Littérature

Jean-Christophe Bailly à l’épreuve du visible

par ALPHONSE CUGIER
Publié le 20 mars 2020 à 12:43

Depuis deux décennies, un discours dominant s’est installé, celui d’un déferlement d’images : télescopage généralisé et bombardement cathodique dont se nourrit le téléspectateur habitué à l’omniprésence de ce scintillement. Jean-Christophe Bailly refuse cette affirmation qui n’est animée que par une compulsion de répétition. Il part du concret, un voyage itinérant à travers la diversité des images qui sont nées depuis celles des fresques de Lascaux : photographies (Henri Cartier-Bresson, Jeff Wall, Walker Evans), tableaux (Poussin, Watteau, Goya, Géricault, Manet, Cézanne, Matisse, Giacometti, Picasso...), films, cartes postales qui sont ses ports d’attache, promenade rétrospective, suite de « recommencements », autant de « seuils » d’une « vita nova » sans fin. Les images sont un « monde en plus, un monde à part du monde ».

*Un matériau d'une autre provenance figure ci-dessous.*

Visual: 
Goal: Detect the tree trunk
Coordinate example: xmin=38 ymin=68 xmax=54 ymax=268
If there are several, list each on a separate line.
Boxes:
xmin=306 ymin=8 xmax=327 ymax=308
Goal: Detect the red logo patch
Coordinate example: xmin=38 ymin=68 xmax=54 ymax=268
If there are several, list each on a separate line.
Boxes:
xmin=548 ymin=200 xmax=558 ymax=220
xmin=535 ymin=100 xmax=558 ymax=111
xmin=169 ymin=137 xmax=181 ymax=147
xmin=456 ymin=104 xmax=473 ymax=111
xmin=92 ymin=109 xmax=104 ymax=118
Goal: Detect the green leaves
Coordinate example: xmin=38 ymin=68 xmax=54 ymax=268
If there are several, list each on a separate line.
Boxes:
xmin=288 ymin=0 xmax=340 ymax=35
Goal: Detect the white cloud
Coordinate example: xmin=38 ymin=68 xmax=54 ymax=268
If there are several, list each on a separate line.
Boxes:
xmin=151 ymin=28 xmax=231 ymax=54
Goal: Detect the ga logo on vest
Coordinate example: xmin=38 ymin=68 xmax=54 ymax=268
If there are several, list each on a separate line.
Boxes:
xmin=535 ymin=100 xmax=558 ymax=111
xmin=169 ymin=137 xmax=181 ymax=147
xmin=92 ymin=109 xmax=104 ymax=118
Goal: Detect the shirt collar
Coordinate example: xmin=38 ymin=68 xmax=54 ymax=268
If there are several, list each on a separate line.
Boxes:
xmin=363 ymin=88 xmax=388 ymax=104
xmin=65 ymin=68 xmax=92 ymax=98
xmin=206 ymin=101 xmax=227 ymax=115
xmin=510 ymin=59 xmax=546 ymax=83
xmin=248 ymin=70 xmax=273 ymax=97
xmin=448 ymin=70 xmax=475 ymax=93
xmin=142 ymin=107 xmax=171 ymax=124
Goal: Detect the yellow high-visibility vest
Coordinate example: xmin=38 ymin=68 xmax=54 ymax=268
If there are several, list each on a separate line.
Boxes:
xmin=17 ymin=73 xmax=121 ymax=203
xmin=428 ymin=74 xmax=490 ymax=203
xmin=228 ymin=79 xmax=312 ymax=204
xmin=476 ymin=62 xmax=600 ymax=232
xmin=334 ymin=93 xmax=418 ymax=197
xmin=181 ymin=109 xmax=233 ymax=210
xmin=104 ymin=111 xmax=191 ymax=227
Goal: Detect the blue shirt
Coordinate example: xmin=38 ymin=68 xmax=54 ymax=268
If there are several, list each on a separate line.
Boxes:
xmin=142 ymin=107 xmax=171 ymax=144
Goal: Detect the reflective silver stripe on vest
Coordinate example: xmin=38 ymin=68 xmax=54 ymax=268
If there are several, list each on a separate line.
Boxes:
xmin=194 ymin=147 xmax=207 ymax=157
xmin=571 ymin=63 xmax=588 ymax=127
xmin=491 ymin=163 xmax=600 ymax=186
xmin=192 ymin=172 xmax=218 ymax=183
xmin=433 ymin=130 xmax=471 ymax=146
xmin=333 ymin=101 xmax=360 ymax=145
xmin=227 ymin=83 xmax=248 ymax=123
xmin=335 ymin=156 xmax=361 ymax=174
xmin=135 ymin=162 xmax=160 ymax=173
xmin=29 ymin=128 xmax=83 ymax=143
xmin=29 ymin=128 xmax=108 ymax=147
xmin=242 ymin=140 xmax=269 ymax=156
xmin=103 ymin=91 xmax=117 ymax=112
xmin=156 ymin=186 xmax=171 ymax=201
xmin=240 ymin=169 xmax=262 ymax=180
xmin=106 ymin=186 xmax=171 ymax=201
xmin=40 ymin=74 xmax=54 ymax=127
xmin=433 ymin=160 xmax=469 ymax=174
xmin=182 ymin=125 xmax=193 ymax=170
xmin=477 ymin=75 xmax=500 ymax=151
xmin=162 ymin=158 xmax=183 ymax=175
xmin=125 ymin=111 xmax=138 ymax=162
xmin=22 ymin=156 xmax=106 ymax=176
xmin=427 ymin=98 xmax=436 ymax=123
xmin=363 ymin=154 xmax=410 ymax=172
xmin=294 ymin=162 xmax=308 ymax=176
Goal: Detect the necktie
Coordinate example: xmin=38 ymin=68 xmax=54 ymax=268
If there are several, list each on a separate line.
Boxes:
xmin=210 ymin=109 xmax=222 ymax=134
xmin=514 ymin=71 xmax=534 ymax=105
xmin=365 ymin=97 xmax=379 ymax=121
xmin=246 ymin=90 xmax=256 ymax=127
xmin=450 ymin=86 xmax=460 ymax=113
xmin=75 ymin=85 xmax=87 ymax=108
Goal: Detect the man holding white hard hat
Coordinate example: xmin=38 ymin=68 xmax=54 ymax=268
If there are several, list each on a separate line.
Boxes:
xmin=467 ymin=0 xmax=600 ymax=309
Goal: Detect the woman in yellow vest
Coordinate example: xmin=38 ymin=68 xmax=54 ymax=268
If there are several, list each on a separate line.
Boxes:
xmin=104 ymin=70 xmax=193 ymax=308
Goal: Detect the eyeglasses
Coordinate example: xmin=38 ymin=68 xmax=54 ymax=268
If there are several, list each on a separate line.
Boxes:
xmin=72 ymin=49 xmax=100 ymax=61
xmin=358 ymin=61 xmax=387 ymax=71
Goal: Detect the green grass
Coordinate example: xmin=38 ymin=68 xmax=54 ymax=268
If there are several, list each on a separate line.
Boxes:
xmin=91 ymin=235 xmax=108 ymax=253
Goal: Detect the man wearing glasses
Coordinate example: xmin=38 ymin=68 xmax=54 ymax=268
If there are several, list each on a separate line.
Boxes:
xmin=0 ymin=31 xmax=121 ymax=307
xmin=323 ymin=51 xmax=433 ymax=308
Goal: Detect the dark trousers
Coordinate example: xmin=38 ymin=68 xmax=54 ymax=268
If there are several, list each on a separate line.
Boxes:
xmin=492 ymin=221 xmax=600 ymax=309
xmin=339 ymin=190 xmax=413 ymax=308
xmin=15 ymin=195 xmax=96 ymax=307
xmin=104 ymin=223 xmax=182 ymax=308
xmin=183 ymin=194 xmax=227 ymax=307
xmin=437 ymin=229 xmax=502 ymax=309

Points de vue et paroles de l’image

Comment se constituent les images, comment agissent-elles, quels chemins empruntent-elles pour «  instiller dans la pensée la puissance de leur silence » ? Elles précèdent celui qui les regarde, l’emmènent dans l’imaginaire mais ce dernier la crée, la charge de sens. Le terme « imagement » choisi pour titre désigne ces processus. L’ouvrage réunit des textes provenant de conférences, d’articles et de préfaces datant des années 2002 à 2018. Croisant histoire, esthétique et philosophie, l’auteur exclut tout discours rationnel et adopte une sorte de raisonnement poétique raffiné et accompli, une errance étoilée à travers toutes les époques de l’art et la diversité des modes d’être de l’image. Certaines images sont inertes, d’autres provoquent un choc : « Pour qu’une image soit une intensité, il faut au moins qu’elle produise un écart, il faut qu’à la vue et à la pensée elle propose un saut.  » Jean-Christophe Bailly rejoint en ce sens Nicolas de Staël qui disait : « On ne peint jamais ce qu’on voit ou croit voir. On peint à mille vibrations le coup reçu. » Il offre au lecteur la possibilité de franchir les frontières établies entre les arts, de favoriser une « éclosion » dans le silence de l’image (le regard ne se contentant pas de glisser à la surface), permettant ainsi de pointer les modes d’affleurement d’une pensée. Qu’en est-il de l’authenticité au cinéma, du filmer vrai (de même pour tous les arts) ? Le film de Sylvie Blocher, Nuremberg 87, sur la politique d’extermination menée par les nazis et la visite de la Maison d’Izieu, le conduisent à approfondir ce que Walter Benjamin appelle « teneur de vérité  », Jean- Christophe Bailly suggère « approche, effleurement ».

L’image, preuve ou énigme ?

Deux des treize textes concernent des expositions présentées de 2010 à 2012 dans des musées du Nord-Pas-de-Calais. À Valenciennes, « Tenir debout » déployait un art d’obédience humaine dont la figure de la verticalité prédispose à la résistance : l’auteur évoque la « force d’élancement de la vie », le « regard qui fait face » et commente l’expression « à hauteur d’homme ». Le texte « Sur le fil infini du dessin » est consacré aux expositions « Dessiner-Tracer » (de la dimension patrimoniale à la création la plus contemporaine) organisées dans une vingtaine de musées et qui permettaient d’interroger les notions d’opacité et de transparence, les visions fugitives, l’émergence de corps et de visages des profondeurs de la pâte... Au total, cette synthèse des recherches récentes et l’ouverture de pistes nouvelles contribuent à briser les rigidités de notre regard et permettre de discerner ce que les images reflètent, recouvrent, promettent, effacent... ce qu’elles contiennent à l’état latent.

L’imagement, Jean-Christophe Bailly, éditions du Seuil, collection Fiction & Cie, 256 pages, 34 illustrations, 20 €.